How can we encourage more people to get gardening?

Read our book! A lot of people are obsessed with the idea of ‘lifestyle’, which is something Instagram enhances. We like going on walks and camping out under the stars – but you can’t do that everyday. Instead apply those ideals to everyday-life and think about providing a space for yourself where you can stargaze or put a fire bowl and a couple of shrubs to mimic that feeling of being out in the woodlands.

It’s important to show people you can really enhance life and the way you live it through getting outside. Perhaps the word 'gardening' has become a bit old-fashioned – instead call it ‘creating an outdoor space’. It doesn’t have to be complicated – in fact gardening should be all about keeping things simple and not stressing out about making sure the plants are always flowering. It’s great just to have a few shrubs and a couple of plants that are going to give a bit of interest. Plant something that’s going to get you outside on a summers day or a nice evening.

If you’re short of time is it possible to create an amazing garden?

If you choose the right things, gardens don’t need to be hugely managed: things like box?, shrubs and grasses require minimum maintenance. It’s about designing the garden to fit your need and doing a bit of research before starting. It’s easy to have a really high maintenance garden but really you can create an absolutely magical space – that you can even let go a bit wild and unkempt that will give you just the same feeling.
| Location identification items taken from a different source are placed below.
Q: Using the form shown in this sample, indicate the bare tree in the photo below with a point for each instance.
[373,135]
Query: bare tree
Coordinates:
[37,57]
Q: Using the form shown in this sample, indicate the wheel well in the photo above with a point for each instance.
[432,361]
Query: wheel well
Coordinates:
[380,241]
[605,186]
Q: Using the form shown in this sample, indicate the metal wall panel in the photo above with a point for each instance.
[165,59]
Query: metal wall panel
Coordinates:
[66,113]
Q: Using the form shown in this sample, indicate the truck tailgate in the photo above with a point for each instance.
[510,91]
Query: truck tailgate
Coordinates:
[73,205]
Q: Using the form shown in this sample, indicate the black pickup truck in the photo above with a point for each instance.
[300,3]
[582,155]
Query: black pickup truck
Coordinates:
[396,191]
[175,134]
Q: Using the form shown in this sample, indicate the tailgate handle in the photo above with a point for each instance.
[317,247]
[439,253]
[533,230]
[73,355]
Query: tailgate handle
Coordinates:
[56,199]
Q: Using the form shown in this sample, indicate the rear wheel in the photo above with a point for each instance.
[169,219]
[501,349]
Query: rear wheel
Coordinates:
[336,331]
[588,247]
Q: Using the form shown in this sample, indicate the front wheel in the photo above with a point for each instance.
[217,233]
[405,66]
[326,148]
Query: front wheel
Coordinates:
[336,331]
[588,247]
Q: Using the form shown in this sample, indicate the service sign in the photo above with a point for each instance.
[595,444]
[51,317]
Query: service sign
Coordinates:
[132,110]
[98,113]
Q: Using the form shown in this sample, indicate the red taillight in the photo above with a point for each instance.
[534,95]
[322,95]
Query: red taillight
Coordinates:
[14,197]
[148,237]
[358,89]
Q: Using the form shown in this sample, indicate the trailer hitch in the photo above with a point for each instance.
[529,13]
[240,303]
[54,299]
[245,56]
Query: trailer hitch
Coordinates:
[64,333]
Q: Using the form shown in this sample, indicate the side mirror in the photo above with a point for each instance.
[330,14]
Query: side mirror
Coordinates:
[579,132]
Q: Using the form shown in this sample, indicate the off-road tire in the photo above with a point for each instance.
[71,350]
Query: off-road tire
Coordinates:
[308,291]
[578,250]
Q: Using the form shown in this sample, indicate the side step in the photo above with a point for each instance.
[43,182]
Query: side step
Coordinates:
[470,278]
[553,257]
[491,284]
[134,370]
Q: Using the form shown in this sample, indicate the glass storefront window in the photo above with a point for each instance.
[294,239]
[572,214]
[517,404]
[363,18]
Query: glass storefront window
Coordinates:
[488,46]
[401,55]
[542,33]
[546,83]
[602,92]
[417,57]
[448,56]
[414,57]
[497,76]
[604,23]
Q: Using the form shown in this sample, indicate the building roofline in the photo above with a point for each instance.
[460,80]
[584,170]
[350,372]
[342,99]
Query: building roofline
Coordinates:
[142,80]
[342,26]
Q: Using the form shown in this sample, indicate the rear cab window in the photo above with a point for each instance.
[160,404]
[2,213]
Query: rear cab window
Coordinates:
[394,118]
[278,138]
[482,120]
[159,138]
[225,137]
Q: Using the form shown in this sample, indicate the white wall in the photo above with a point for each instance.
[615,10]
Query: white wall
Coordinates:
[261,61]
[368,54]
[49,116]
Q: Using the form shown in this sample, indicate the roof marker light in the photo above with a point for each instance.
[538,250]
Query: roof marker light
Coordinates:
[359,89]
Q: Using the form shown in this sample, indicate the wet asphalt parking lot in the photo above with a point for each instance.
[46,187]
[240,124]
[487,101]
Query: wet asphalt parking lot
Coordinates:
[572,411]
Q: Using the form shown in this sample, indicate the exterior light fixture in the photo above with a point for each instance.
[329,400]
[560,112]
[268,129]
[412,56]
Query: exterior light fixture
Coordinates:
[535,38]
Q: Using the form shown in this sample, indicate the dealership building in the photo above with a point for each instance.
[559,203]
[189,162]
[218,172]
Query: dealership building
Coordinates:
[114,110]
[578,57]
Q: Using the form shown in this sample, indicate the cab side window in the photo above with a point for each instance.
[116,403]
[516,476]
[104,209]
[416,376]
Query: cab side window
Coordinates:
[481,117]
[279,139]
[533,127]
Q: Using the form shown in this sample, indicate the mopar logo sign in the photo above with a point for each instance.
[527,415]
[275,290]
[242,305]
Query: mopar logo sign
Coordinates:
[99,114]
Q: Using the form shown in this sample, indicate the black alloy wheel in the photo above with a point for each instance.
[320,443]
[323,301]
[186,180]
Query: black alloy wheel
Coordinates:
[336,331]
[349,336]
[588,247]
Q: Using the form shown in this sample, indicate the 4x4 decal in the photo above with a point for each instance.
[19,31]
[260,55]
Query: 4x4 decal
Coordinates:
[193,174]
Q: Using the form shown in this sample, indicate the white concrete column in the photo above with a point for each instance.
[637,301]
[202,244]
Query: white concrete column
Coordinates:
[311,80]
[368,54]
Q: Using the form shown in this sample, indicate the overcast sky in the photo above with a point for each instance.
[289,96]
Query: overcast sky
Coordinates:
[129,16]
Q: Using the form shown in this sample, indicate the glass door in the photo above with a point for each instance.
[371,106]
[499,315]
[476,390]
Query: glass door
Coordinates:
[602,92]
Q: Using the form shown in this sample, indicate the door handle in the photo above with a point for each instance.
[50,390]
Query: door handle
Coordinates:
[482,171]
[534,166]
People also often make the mistake of thinking they can only get colour from flowers, but some shrubs are so gorgeous and take very little maintenance. Plus they actually give you more interest because they’ll flower for a long time. Specifically, things like dyburnam opulis; which you’ll find in the hedgerows –give an ornamental flower. Cornus or a dogwood are lovely too and also have a lovely ornamental flower. Honeysuckle or even elder – are things you’ll find in hedgerows or in fields. Elderflower is a real tough old guy: it tolerates shade and a bit of sun, plus it gives you flowers and scent AND you can make stuff from it too. So, if you’re short of time, think about planting more shrubs because they need less maintenance. Go for ornamental shrubs and things you can have in pots. Rambling roses – rosa regosa is another hardy plant you’ll often see in fields scrambling over things. That has a nice scent and lovely little flowers but is something that you don’t have to fuss over too much. Shrubs are definitely underused.

You don’t have gardens. Being outdoorsy folk, how do you cope with that?

(Dave) We have lots of plants indoors. We flood the house with them. We’re obsessed! Any way to pretend we do have gardens. I’ve got a little balcony where I have dogwood, a fig tree and some ivy trailing over and some heliboress, plus some ferns in a shady corner. We’ve got a little table and a seat too. It’s amazing that by just having a few plants there, you can make it feel so different. I go and sit outside in the morning to get a little sun. Having that bit of greenery makes all the difference.

Harry: Dave loves his indoor plants so much he showers with them. He waters them in the bath.

Let's nip this in the bud shall we? Thanks guys and happy gardening!